Let me tell you something about Waterford: if you go down there only to visit the crystal factory, you really ought to be nettle-whipped. The mountains, country roads, and sea views are so, so lovely! (And much of that crystal is now so, so produced in Turkey.)
Ponies in a pasture on the River Suir, just outside the town of Carrick-on-Suir (just before the one on the right tried to chomp on Brendan's arm):
(Carrick-on-Suir is technically in Tipperary, but people have Waterford tags on their cars and root for Waterford sports teams, and the 'Welcome to Waterford' sign is within spitting distance of Brendan's house. Hence my initial confusion over which county Brendan is actually from! Tipperary is also a county of beautiful mountain and pastoral views--see the post before last.)
Until this past weekend, Ardmore was my hands-down favorite place in County Waterford, but check out my pics of Mahon Falls in the Comeragh Mountains:
(I also took a panoramic video, but I think it's too large to upload. Drat!) It was awfully cold and blustery up there, but those storm-clouds in the second photo held off until we were back in the car. There were all these grizzled sheep moseying up and down the sheerest mountain-faces, the waterfall was awesome, and there weren't too many other people. After our walk to the falls we kept driving, and the road was spanned by the most complete rainbow I've ever seen.

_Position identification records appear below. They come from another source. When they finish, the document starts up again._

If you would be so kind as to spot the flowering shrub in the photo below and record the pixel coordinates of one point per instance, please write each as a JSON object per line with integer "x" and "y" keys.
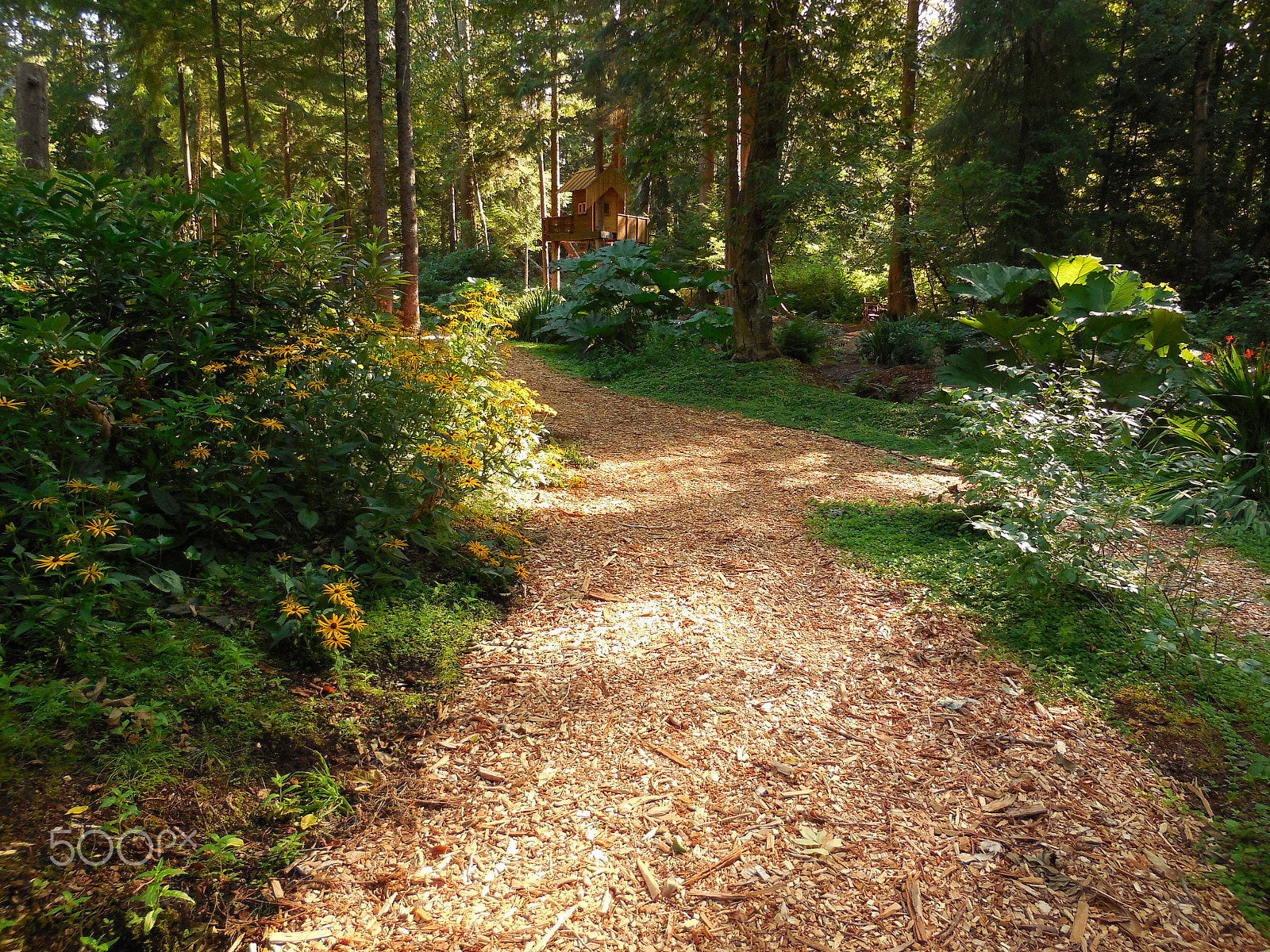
{"x": 1231, "y": 423}
{"x": 168, "y": 401}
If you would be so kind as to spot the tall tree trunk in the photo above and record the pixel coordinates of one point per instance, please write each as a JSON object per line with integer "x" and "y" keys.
{"x": 556, "y": 149}
{"x": 467, "y": 159}
{"x": 760, "y": 206}
{"x": 247, "y": 111}
{"x": 901, "y": 290}
{"x": 31, "y": 116}
{"x": 343, "y": 82}
{"x": 410, "y": 315}
{"x": 732, "y": 168}
{"x": 706, "y": 160}
{"x": 286, "y": 143}
{"x": 543, "y": 209}
{"x": 222, "y": 109}
{"x": 454, "y": 220}
{"x": 183, "y": 109}
{"x": 1195, "y": 225}
{"x": 379, "y": 187}
{"x": 480, "y": 207}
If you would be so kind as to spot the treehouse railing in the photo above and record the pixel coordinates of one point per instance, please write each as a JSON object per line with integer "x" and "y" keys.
{"x": 633, "y": 228}
{"x": 587, "y": 226}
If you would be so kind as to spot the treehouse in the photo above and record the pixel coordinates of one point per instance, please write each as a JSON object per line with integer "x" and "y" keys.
{"x": 594, "y": 211}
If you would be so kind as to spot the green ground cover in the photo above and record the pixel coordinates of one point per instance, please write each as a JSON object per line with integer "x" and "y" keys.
{"x": 1213, "y": 729}
{"x": 778, "y": 391}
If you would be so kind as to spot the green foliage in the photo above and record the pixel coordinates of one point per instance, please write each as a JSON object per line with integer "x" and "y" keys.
{"x": 802, "y": 340}
{"x": 895, "y": 343}
{"x": 618, "y": 292}
{"x": 1244, "y": 315}
{"x": 141, "y": 448}
{"x": 444, "y": 274}
{"x": 1230, "y": 420}
{"x": 1076, "y": 311}
{"x": 825, "y": 289}
{"x": 775, "y": 391}
{"x": 531, "y": 310}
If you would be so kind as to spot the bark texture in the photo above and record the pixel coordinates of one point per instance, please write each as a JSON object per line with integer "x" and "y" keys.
{"x": 410, "y": 315}
{"x": 760, "y": 203}
{"x": 31, "y": 116}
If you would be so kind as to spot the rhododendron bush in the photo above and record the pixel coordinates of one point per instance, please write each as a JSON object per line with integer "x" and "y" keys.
{"x": 190, "y": 378}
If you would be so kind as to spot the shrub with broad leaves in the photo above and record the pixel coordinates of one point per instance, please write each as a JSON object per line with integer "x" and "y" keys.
{"x": 186, "y": 378}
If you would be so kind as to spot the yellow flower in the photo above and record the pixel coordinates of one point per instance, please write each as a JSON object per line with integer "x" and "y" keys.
{"x": 51, "y": 564}
{"x": 101, "y": 526}
{"x": 292, "y": 608}
{"x": 334, "y": 630}
{"x": 336, "y": 640}
{"x": 92, "y": 574}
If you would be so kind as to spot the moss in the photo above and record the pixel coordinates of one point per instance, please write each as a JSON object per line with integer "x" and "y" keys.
{"x": 1185, "y": 744}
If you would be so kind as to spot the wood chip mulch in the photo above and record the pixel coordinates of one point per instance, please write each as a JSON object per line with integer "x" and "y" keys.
{"x": 698, "y": 729}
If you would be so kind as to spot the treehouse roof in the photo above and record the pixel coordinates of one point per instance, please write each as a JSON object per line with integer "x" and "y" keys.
{"x": 579, "y": 181}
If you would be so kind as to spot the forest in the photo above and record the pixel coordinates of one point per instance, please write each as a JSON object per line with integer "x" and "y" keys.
{"x": 634, "y": 476}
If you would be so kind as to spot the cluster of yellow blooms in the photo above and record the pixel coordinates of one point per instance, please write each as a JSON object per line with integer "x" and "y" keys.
{"x": 99, "y": 526}
{"x": 336, "y": 624}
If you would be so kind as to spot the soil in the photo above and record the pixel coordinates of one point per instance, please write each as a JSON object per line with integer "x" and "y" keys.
{"x": 696, "y": 727}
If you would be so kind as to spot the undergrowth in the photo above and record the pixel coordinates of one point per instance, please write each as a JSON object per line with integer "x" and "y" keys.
{"x": 1214, "y": 729}
{"x": 253, "y": 755}
{"x": 778, "y": 391}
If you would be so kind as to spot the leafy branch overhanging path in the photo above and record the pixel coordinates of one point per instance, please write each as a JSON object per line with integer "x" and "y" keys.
{"x": 698, "y": 727}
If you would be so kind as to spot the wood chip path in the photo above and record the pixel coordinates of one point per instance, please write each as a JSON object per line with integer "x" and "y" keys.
{"x": 700, "y": 730}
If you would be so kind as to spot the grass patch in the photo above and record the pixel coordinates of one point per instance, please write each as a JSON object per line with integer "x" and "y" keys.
{"x": 1214, "y": 729}
{"x": 778, "y": 391}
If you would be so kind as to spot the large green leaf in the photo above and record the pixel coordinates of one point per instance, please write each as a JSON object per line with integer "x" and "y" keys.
{"x": 1105, "y": 292}
{"x": 992, "y": 282}
{"x": 1001, "y": 327}
{"x": 1168, "y": 330}
{"x": 1067, "y": 271}
{"x": 975, "y": 368}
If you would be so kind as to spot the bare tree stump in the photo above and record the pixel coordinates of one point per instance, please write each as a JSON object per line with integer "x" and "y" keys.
{"x": 31, "y": 114}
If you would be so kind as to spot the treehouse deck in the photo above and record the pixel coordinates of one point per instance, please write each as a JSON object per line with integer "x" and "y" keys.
{"x": 596, "y": 211}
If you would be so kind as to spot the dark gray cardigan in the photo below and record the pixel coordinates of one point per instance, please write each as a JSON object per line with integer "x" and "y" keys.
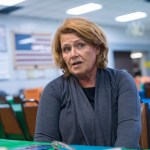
{"x": 65, "y": 114}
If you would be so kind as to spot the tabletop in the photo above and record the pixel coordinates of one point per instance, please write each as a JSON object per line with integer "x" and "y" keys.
{"x": 23, "y": 145}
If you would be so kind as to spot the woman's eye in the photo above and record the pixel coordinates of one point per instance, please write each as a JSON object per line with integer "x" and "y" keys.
{"x": 80, "y": 45}
{"x": 66, "y": 49}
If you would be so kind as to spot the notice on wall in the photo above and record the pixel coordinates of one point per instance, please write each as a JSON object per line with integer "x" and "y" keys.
{"x": 2, "y": 39}
{"x": 4, "y": 66}
{"x": 32, "y": 51}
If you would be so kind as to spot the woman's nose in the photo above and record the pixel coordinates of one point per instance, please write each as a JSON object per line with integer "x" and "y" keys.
{"x": 73, "y": 52}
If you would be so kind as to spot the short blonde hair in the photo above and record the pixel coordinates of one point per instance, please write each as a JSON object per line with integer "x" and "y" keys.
{"x": 86, "y": 30}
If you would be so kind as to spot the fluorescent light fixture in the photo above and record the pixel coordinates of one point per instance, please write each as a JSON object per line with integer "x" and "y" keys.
{"x": 27, "y": 41}
{"x": 136, "y": 55}
{"x": 84, "y": 9}
{"x": 130, "y": 17}
{"x": 10, "y": 2}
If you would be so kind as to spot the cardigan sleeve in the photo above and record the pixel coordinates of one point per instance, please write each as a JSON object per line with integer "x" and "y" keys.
{"x": 129, "y": 112}
{"x": 47, "y": 120}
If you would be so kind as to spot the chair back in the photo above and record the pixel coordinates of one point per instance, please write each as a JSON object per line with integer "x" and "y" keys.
{"x": 30, "y": 112}
{"x": 144, "y": 143}
{"x": 147, "y": 90}
{"x": 32, "y": 93}
{"x": 10, "y": 123}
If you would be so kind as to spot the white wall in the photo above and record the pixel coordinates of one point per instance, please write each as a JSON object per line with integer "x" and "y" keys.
{"x": 117, "y": 39}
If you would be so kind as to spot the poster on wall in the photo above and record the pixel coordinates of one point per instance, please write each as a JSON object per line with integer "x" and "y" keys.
{"x": 4, "y": 63}
{"x": 2, "y": 39}
{"x": 4, "y": 66}
{"x": 32, "y": 51}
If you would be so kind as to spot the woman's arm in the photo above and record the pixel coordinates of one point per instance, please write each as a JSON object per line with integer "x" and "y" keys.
{"x": 129, "y": 113}
{"x": 47, "y": 121}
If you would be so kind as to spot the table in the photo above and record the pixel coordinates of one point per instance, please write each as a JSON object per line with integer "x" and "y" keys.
{"x": 20, "y": 117}
{"x": 22, "y": 145}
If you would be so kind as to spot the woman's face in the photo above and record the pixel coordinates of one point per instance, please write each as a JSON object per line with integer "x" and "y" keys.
{"x": 79, "y": 56}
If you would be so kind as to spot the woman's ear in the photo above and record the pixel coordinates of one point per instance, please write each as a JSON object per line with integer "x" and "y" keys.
{"x": 97, "y": 50}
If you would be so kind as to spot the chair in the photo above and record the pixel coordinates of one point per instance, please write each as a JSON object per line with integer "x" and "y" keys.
{"x": 17, "y": 99}
{"x": 10, "y": 124}
{"x": 29, "y": 112}
{"x": 147, "y": 90}
{"x": 144, "y": 143}
{"x": 34, "y": 93}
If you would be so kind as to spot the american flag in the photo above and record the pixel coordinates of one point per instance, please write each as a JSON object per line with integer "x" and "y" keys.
{"x": 32, "y": 50}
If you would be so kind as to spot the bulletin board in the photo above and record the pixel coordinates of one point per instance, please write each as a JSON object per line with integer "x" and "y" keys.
{"x": 32, "y": 50}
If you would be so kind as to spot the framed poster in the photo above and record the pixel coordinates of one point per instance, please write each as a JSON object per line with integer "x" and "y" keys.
{"x": 32, "y": 51}
{"x": 4, "y": 66}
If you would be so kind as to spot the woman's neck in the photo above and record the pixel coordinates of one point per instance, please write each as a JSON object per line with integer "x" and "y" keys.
{"x": 88, "y": 80}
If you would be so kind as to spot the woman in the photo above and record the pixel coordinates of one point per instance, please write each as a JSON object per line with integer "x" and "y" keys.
{"x": 89, "y": 104}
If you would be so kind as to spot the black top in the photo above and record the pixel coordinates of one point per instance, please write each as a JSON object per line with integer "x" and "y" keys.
{"x": 90, "y": 93}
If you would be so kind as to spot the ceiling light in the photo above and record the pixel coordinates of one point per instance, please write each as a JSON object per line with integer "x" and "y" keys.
{"x": 84, "y": 9}
{"x": 136, "y": 55}
{"x": 130, "y": 17}
{"x": 10, "y": 2}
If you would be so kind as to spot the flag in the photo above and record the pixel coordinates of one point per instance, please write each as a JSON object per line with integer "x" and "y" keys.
{"x": 32, "y": 50}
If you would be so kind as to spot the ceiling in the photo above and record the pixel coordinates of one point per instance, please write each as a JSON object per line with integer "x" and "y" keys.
{"x": 55, "y": 9}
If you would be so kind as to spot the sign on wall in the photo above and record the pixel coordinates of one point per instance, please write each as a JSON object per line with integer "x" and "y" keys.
{"x": 4, "y": 63}
{"x": 2, "y": 39}
{"x": 32, "y": 51}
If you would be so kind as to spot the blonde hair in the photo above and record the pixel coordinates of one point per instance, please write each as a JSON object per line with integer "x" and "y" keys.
{"x": 86, "y": 30}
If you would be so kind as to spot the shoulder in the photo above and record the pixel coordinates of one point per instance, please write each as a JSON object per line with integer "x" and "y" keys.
{"x": 118, "y": 74}
{"x": 119, "y": 78}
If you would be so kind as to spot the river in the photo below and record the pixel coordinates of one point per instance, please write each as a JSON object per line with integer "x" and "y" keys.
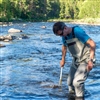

You could actually see where the rainbow ended on both sides.
Here are some close-ups of the Harry Clarke windows at the Church of Saints Quan and Broghan, Clonea:
I'm not sure which saint this is, but here's a detail from the bottom of the same window:
Actually, there seems to be some uncertainty as to whether the later windows were done by Harry Clarke or Evie Hone. A Google search gave me no answers, and I've left my Harry Clarke book at home. I must look it up at the library. Anyways, from the earlier set by J.J. Clarke & Sons, here is St. Brendan the Navigator, along with a picture of a certain name- and beardsake:
...looking slightly less holy.
After we visited the church in Clonea, we went to Mothel holy well where the locals walk through the stream seven times on pattern days.
(The well is at the roots of that tree. Notice the sign--apparently the water used to be known for its purity, but it's now contaminated.) There's a small dolmen in the field beyond.
Getting well off the tourist track feels great, doesn't it?